Far from spooky vampire or Halloween stories, many cemeteries all over the world are popular tourist attractions. Contemplative and peaceful, full of incredible monuments and amazing stories, cemeteries offer a great chance to discover a local destination in a more profound way.
Not only you can visit the resting places of the most famous locals, but you can uncover and understand fascinating details about a city’s or a country’s history. Romania is a great example in this way. Its Jewish cemeteries mark the important presence of the Jewish communities up until WW2 and the massive migration that followed. Its Lutheran cemeteries attest to the centuries-old presence of the German ethnics in Transylvania. The unique Merry Cemetery from Maramures transforms death into poems and art.
Bellu Cemetery opens our list of beautiful cemeteries you should visit in Romania. An off-the-beaten-track attraction for tourists who wish to see more than the landmarks of the historical center, this cemetery is one of the best places to visit in Bucharest.
It’s a magnificent ‘garden of souls’ where the elites of the 19th and early 20th centuries built splendid mausoleums and statues to mark their lives and deaths. Almost 200 of these are historical monuments. Take your time to look around, this is one of the most authentic spots of the capital.
Bucharest had an important Jewish minority until the repressive years of WW2. But most Jews left Romania for good after the end of the war. The rich architectural heritage that still survived was destroyed during the massive demolitions ordered by communist dictator Nicolae Ceausescu.
Luckily, the Jewish cemeteries were too far from the center to be affected by his destructive plans. Filantropia, the oldest, and the two cemeteries from Soseaua Giurgiului are the eternal testimony of the Jewish presence in the history of Bucharest.
It’s here that you can see a small monument built in memory of the Struma ship disaster from 1941 when only one passenger out of 800 survived the attack of a USSR submarine. It was one of the biggest naval civilian tragedies of WW2.
More Jewish cemeteries from Romania deserve a visit. You’ll find the biggest one in the outskirts of the Pacurari neighborhood in Iasi. This is one of the oldest in the country and the burial place of the pogrom victims from 1941. Over 10,000 Jews were exterminated, in just a few days, during the extremist regime imposed by General Ion Antonescu.

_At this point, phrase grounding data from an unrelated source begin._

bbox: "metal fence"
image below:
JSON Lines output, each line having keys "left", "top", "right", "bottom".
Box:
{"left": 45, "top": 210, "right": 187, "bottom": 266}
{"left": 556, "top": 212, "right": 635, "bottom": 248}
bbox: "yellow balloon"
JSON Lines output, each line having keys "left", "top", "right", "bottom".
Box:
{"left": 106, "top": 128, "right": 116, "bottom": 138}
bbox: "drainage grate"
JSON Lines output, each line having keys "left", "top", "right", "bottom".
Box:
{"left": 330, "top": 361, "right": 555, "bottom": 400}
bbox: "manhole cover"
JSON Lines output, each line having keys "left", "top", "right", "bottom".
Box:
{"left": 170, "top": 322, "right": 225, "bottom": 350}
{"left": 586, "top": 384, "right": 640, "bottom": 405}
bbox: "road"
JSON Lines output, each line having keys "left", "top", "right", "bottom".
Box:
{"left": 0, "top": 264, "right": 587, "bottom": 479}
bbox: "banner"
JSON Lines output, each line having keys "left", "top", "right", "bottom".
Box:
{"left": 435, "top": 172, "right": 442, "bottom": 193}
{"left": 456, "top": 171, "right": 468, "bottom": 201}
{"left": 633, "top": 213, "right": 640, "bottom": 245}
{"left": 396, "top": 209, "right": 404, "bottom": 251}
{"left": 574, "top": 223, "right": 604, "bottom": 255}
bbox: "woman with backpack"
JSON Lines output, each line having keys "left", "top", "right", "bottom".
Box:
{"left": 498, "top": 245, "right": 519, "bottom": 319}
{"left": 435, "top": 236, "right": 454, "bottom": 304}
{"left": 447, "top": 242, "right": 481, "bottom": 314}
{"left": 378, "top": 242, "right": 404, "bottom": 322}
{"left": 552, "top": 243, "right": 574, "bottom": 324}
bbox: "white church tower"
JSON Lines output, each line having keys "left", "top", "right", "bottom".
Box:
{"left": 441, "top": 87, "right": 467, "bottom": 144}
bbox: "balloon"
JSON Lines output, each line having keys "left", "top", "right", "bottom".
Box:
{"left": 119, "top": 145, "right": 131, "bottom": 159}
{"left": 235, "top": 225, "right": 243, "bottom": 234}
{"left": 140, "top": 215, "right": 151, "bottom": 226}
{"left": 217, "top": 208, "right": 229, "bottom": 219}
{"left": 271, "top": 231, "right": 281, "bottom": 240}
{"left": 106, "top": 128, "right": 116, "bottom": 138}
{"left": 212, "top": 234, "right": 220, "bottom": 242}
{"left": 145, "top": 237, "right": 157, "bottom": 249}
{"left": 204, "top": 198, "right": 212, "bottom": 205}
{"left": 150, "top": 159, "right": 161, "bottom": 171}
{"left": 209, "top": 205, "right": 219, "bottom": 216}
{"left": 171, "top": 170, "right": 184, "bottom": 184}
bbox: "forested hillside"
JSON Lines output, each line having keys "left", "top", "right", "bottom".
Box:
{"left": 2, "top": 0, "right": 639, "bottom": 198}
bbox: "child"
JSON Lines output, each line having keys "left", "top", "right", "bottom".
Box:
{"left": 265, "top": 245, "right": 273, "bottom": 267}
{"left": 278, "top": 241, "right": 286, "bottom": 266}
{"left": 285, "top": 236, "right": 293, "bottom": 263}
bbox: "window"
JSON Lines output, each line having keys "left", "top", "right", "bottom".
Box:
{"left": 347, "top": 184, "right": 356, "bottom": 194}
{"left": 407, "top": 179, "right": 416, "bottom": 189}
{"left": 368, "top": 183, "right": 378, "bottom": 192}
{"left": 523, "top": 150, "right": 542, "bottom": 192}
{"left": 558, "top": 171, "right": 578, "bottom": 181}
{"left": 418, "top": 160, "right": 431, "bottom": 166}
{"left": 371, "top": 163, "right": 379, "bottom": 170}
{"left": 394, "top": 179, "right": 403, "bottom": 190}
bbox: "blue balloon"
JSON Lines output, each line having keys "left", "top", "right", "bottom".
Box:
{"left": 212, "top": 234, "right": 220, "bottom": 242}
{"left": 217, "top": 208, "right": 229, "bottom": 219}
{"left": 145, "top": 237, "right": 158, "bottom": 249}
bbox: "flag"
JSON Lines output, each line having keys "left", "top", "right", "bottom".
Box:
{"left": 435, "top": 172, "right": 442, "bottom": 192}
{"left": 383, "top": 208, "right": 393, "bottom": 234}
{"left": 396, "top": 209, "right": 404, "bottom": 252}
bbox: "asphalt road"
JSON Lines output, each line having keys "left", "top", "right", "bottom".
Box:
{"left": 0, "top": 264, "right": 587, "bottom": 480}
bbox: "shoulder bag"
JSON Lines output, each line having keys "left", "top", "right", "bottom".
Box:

The cemeteries from Sighetu Marmatiei, Aiud, Alba Iulia, and Ramnicu Sarat are also on our list of recommendations.
The Paupers’ Cemetery, part of the Sighet Memorial, honors the memory of the political prisoners who died at the hands of the criminal communist regime. At least 54 of them were buried in secret on the land where the cemetery exists today. Few survived to be freed, only to be surveilled and harassed for the rest of their life.
You probably won’t find this small cemetery from Alba County in any tourist guidebooks. The contemporary Petresti is just a fading image of what once was a beautiful village with a strong German community.
Parts of the tower, fragments of the defensive wall, and the Lutheran cemetery are the only historical reminders that survive after the last German ethnics left the village. Don’t miss a visit here, it’s a rare attraction even for a destination like Transylvania.
If you’re lucky enough to find the doors opened, you’ll feel like you stepped back in time. The Lutheran cemetery surrounds the ruins of the medieval fortification that dates from the 14th century.
Both Garbova and Peteresti are a short drive from the fortified church of Calnic, a UNESCO World Heritage Site.
The Evangelical Cemetery from Sighisoara keeps its peace even when the Upper Town is packed with tourists. On top of the hill, next to the 14th-century Evangelical church, this is our favorite place to cool down when the summer heat and the crowds take over the citadel.
The most famous cemetery on our list and a top attraction from Maramures, the Merry Cemetery from Sapanta is simply merry. Vivid blue crosses with funny poems and small paintings that honor the dead are the distinct feature of this unique cemetery.
Over one century ago, the multi-ethnic cemetery from Sulina was built on the shore of the Black Sea. The headquarter of the European Commission of the Danube, Sulina was at the time a cosmopolitan place where European officials, businessmen, adventurers, pirates, and sailors lived or passed by. The cemetery is among the few surviving testimonies of this multicultural past.
Religion was the criteria to organize its plots. Orthodox, Catholic, Protestant, Jewish, Muslim, and Old Believers were buried in the seashore cemetery. Decades after Sulina lost its cosmopolitan culture, a part of the wetland was drained at the orders of communist dictator Ceausescu. While the delta never became an agricultural field, the land took over, and the cemetery lost its sea view.
Discover more about the cemetery and Dobrogea on Discover Dobrogea.
Don’t hesitate to visit the historic cemeteries of bigger cities from Romania. Discover also the simple and small ones from the countryside where simple crosses are almost hidden by beautiful flower gardens. There are just so many forgotten stories to uncover.